La scission de l’opérateur historique gabonais
Pour remédier aux crises chroniques de stress hydrique en milieu urbain, le Gabon a engagé une refonte complète de son modèle de gestion. Au cœur de cette stratégie se trouve la réorganisation de la Société d’énergie et d’eau du Gabon (SEEG).
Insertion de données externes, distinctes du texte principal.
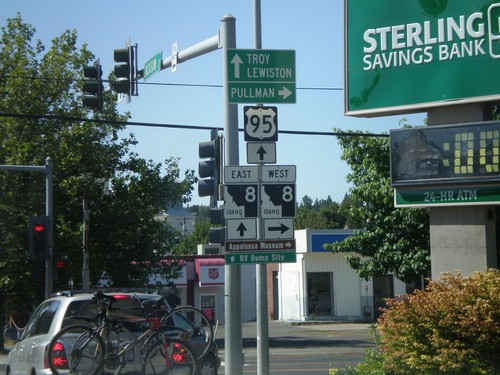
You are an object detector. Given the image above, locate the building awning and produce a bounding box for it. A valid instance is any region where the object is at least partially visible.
[194,258,224,286]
Longtemps critiquée pour ses lourdeurs administratives et ses difficultés à couvrir la demande croissante, l’entité subit une restructuration majeure.
L’objectif : séparer distinctement la gestion des infrastructures (production, usines de traitement, grands travaux) de l’exploitation commerciale (distribution, maintenance des réseaux, facturation).
L’impact attendu : cette dissociation vise à introduire plus de transparence financière, à attirer des investisseurs spécialisés sur chaque segment et à rompre avec un modèle monopolistique à bout de souffle. Elle permet à l’État de piloter plus efficacement les investissements lourds tout en exigeant une meilleure qualité de service au robinet.